Power to the People - Newport Daily News
NEWPORT — The first autonomous floating microgrid dock that uses solar power to recharge electric-propulsion boats is operating in Newport Harbor. Boaters also can use the microgrid instead of boat generators.
“It’s the first in the world,” said Anthony Baro, managing partner of Power Docks LLC, which developed the microgrid dock and was co-founded by Baro and Chris Fagan, the other managing partner.
The platform is a square dock with solar panels in the center and a deck for walking around the perimeter. The platform is tied to a city mooring just east of Goat Island, south of the causeway, and up to two boats can dock at it and recharge their batteries, said city Harbor Master Tim Mills. Many boats use batteries to power communication and refrigeration systems, for example.
Boats often have a gas- or diesel-powered generator on board to run the boat’s electrical system and equipment. The generators are noisy, costly to operate and add carbon dioxide and other pollutants to the atmosphere.
When the boats are tied into the new solar-powered microgrid, those disadvantages disappear.
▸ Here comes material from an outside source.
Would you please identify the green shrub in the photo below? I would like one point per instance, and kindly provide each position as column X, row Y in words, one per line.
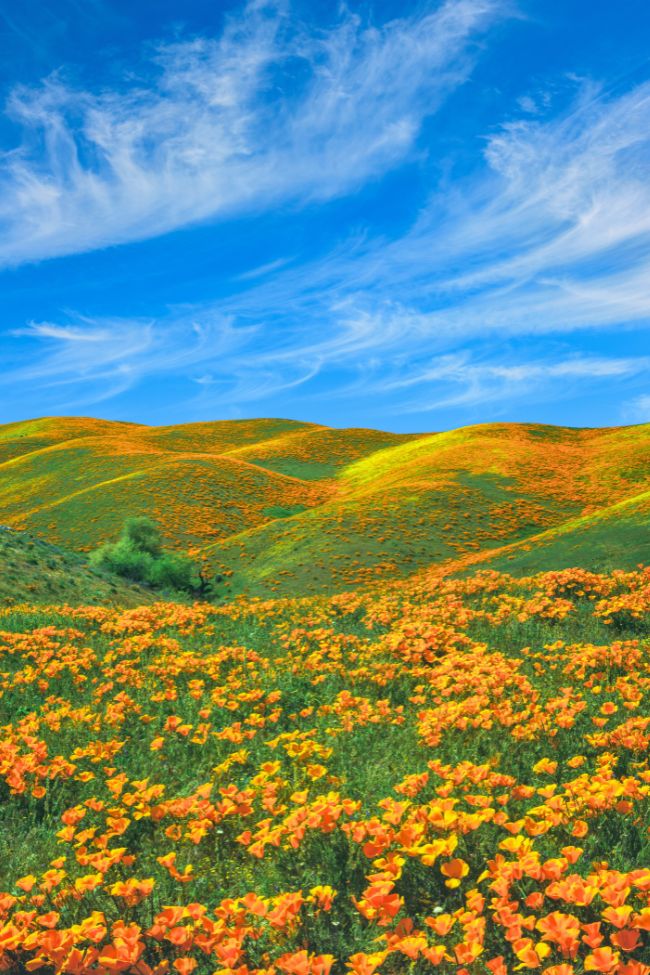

Worldwide about 23 percent of boats run on electric propulsion, but that number is expanding annually, Baro said. The percentage of electrically powered boats in the U.S. is much less than that, about 5 percent according to data from last year, but that number is growing as well.
The way electric cars such as those produced by Tesla and other car manufacturers slowly are replacing gas- and diesel-powered vehicles, the same trend is taking place with boats, he said. Companies such as Elko in the U.S. and Ocean Volt and Torqueedo in Europe are manufacturing the electric boats, he said.
“With electric, there are lower operating costs, fewer expenditures for maintenance, no changing of oil and filters, and less liability with no fuel spills,” Baro said. “There is no noise, clean water and less carbon going into the atmosphere.”
Power Docks officially launched its Blue Isles platform in the harbor last Thursday, but it had not yet hosted its first boat for recharging services as of Wednesday morning, Mills said. The microgrid dock was at Parascondolo’s Wharf for a while previously so it could be tested, he said.
There is a smartphone app for boaters that monitors how much electricity is being used and can activate the recharging or turn it off, Mills said. The app shows the temperature of the batteries and is tied into security cameras on the platform which show the video images on the phones, Baro said.
“We are currently working to install WiFi on the platform to offer free Wi-Fi to all boaters within 300 feet of the platform,” Baro said. “It is another convenience that will draw boaters to Newport.”
Baro, of Bristol, and Fagan, of Newport, run their own businesses in addition to partnering on Power Docks, which they formed to encourage the boating community, marinas, defense contractors and the military to switch from fossil fuels to renewable-energy resources.
Baro is the owner of E2SOL LLC (Efficient Energy Solutions) of Providence, which works on innovating renewable-energy technologies, developing sustainable project solutions and offering products designed to generate, store and distribute renewable energy.
Fagan is the owner of Fagan Design Build Studio in Newport, which provides architectural design and construction management services for residential and commercial clients.
The new Power Docks company has two offices, one at the UMass Dartmouth Center for Innovation & Entrepreneurship in Fall River, Massachusetts, and a smaller space in Newport.
“We are looking to expand our Newport footprint,” Baro said. “We envision more microgrids in Newport Harbor and around the state.”
Power Docks has products in development that extend beyond the microgrid it just introduced.
The company has built and designed a pilot platform that will be showcased at the Annual Naval Technology Exercise at the Naval Undersea Warfare Center in August.
The platform has the ability to recharge autonomous undersea vehicles as well as aerial drones, all operated from a remote location, Baro said. The platform could be deployed in a hostile environment without putting lives at risk, he said.
These platforms could be anchored, tied to a mooring or could have their own propulsion electric motors to stay in place, he said.
“We have partnered with a lot of companies, many in Rhode Island, to develop these platforms,” Baro said.
Many institutions besides the military use autonomous undersea vehicles for mapping the ocean floor and gathering marine data, he said. However, these undersea vehicles currently must be recharged at a manned vessel above the surface of the water.
“The Blue Isles platform would save the expenditure of a manned ship, since the recharging could all be done remotely and wirelessly,” Baro said. The underwater vehicle would tie into a port on the platform for recharging.
The company also hopes to integrate its photovoltaic power platform into aquaculture farming operations, whether it be energy storage systems, battery charging, power distribution or water-reatment technologies. The company’s entrepreneurs believe its technologies would allow aquaculture farms to operate longer cycle times and increase operational production capability.
There are more than 11,000 marinas in the U.S. and the average occupancy rate is 85 percent, Baro said.
“It is even less in the Northeast because of the winters,” he said.
The company sees these marinas as another possible market and now has floating, energy-sustainable living quarters under development that could be placed at the marinas.
“We want to expand our manufacturing for products like these in Rhode Island,” Baro said. “The state has a strong heritage in boatbuilding.”